Sir Samuel White Baker
Sir Samuel White Baker (born June 8, 1821, London, Eng.—died Dec. 30, 1893, Sanford Orleigh, Devon) was an English explorer who, with John Hanning Speke, helped to locate the sources of the Nile River.
The son of a merchant, Baker lived on the Indian Ocean island of Mauritius (1843–45) and in Ceylon (1846–55) before traveling through the Middle East (1856–60). In 1861, with Florence von Sass (who later became his second wife), he went to Africa and for about a year explored the Nile tributaries around the Sudan and Ethiopia border. Using maps supplied by Speke, the Baker expedition set out in February 1863 to find the source of the Nile. In March 1864 Baker determined the source to be a lake, which he named Albert Nyanza (Lake Albert), lying between modern Uganda and Congo (Kinshasa). He was knighted in 1866, the year after he returned to England.

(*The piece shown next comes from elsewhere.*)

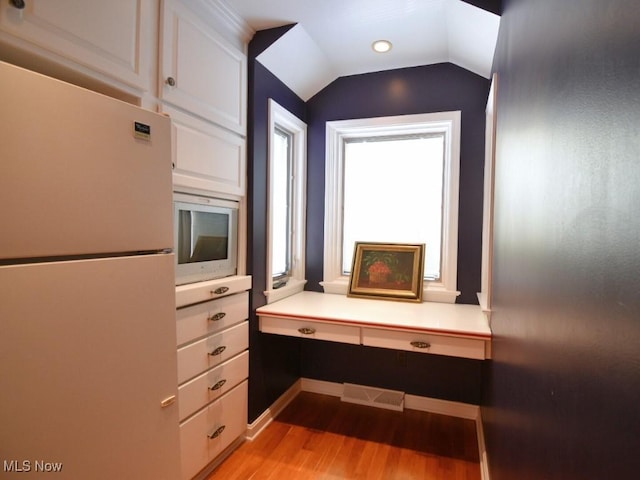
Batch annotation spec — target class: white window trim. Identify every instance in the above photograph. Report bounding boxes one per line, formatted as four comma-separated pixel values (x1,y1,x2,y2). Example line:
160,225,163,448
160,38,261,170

In 1869 the Ottoman viceroy of Egypt, Ismāʿīl Pasha, asked Baker to command a military expedition to the Nile equatorial regions. There the explorer helped to put down the slave trade and annexed territories of which he was appointed governor general for four years. His books include The Rifle and the Hound in Ceylon (1854) and The Nile Tributaries of Abyssinia (1867).